Most individuals have the ability to deal with family emergencies without government assistance. They can set aside the equivalent of several months' income, just in case.

Even with the new paid leave program, many workers will be reluctant to take time off. It is risky to miss a lot of work, legal or not. Promotions and coveted job assignments don't go to unreliable workers, no matter what the reason.

One rallying point for those behind this legislation is that many other developed nations mandate paid leave. However, legislation of this sort is not good for an economy.

To some extent, the strength of the U.S. economy can be attributed to our unwillingness to buy into programs of this sort that are costly and subject to abuse.

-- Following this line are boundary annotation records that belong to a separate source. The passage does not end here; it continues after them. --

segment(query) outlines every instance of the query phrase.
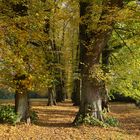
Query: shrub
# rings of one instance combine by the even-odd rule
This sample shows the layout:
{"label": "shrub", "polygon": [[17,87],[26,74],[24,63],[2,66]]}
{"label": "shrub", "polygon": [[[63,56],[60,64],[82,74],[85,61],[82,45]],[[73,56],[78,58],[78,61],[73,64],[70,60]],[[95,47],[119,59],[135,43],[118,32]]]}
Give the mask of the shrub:
{"label": "shrub", "polygon": [[15,124],[18,115],[15,113],[14,107],[10,105],[0,106],[0,122]]}
{"label": "shrub", "polygon": [[79,116],[78,120],[76,121],[75,125],[79,124],[87,124],[92,126],[100,126],[100,127],[117,127],[119,126],[119,121],[114,117],[106,117],[104,121],[100,121],[97,118],[87,114],[86,117],[83,117],[82,115]]}
{"label": "shrub", "polygon": [[107,125],[109,125],[109,126],[113,126],[113,127],[118,127],[120,124],[119,124],[119,121],[116,119],[116,118],[114,118],[114,117],[107,117],[106,119],[105,119],[105,123],[107,124]]}

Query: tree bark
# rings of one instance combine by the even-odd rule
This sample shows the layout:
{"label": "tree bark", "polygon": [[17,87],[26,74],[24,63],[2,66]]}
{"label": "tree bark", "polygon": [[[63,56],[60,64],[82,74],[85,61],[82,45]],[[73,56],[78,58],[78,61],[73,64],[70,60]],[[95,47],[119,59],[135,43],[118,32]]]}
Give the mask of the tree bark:
{"label": "tree bark", "polygon": [[15,94],[15,112],[19,115],[17,122],[26,121],[30,123],[29,96],[27,92]]}
{"label": "tree bark", "polygon": [[[92,4],[92,2],[80,2],[80,17],[87,15],[87,8]],[[105,15],[107,11],[103,10],[102,16]],[[88,13],[88,19],[91,19],[92,13]],[[109,23],[111,25],[111,23]],[[99,24],[99,26],[101,26]],[[74,120],[74,123],[78,121],[79,117],[85,118],[88,115],[95,117],[103,121],[102,116],[102,97],[100,94],[100,80],[96,77],[96,67],[99,66],[100,55],[103,48],[107,45],[107,42],[112,33],[111,29],[100,30],[94,33],[94,43],[93,42],[93,32],[87,32],[88,24],[80,24],[80,51],[81,51],[81,76],[82,76],[82,89],[81,89],[81,104],[79,112]],[[93,75],[91,75],[93,73]]]}
{"label": "tree bark", "polygon": [[81,88],[81,80],[75,79],[74,80],[74,86],[73,86],[73,92],[72,92],[72,102],[74,106],[80,105],[80,88]]}
{"label": "tree bark", "polygon": [[48,89],[48,106],[56,105],[56,91],[54,88]]}

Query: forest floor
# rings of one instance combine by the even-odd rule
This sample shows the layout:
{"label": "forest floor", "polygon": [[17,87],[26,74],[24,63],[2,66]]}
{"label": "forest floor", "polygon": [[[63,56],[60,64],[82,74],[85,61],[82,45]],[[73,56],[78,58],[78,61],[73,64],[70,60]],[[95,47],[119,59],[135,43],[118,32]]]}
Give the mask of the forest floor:
{"label": "forest floor", "polygon": [[[7,102],[9,103],[9,102]],[[0,140],[140,140],[140,109],[134,104],[111,103],[111,113],[119,127],[73,126],[78,107],[70,101],[47,106],[44,100],[32,101],[39,116],[36,124],[0,124]]]}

Economists attribute the lack of job creation in Europe over the last 20 years to excessive regulation of labor markets.

We don't want to follow in those footsteps.

Although the legislation mandates that payments be split between employers and employees, workers would bear the lion's share of the costs.

The insurance premium is effectively a payroll tax. Researchers have found that a large share of payroll taxes come out of workers' wages over time.

If the legislation passes, new or growing firms, thinking about locating in California, will have second thoughts. Leading the country with costly labor legislation is not the best way to attract firms to the state.

Both job creation and wage growth will be adversely affected. Women shouldn't be too quick to support this legislation. Firms may be unwilling to hire women who are more likely to take time off to care for a sick relative or new child.

MIT economist Jonathan Gruber studied the effect of mandates that required health insurance plans to cover childbearing. He found the wages of the targeted group to be negatively affected by the health care mandates.

Despite the best of intentions, the reality is that this program would work against working women, who generally tend to sick family members and care for children.

Mandated benefits and job security sound good until you consider the consequences - fraud, production inefficiencies, lower wages, discrimination in hiring, and lagging job creation.

For most people, heeding the advice of financial planners, who suggest a cushion of several months' pay in a savings account, should be sufficient to pull them through tough times.

For those who encounter major disruption in their lives, or for those who can't afford to save, there are other assistance programs - both private and public - to help.

Shirley Svorny is a professor of economics at California State University, Northridge.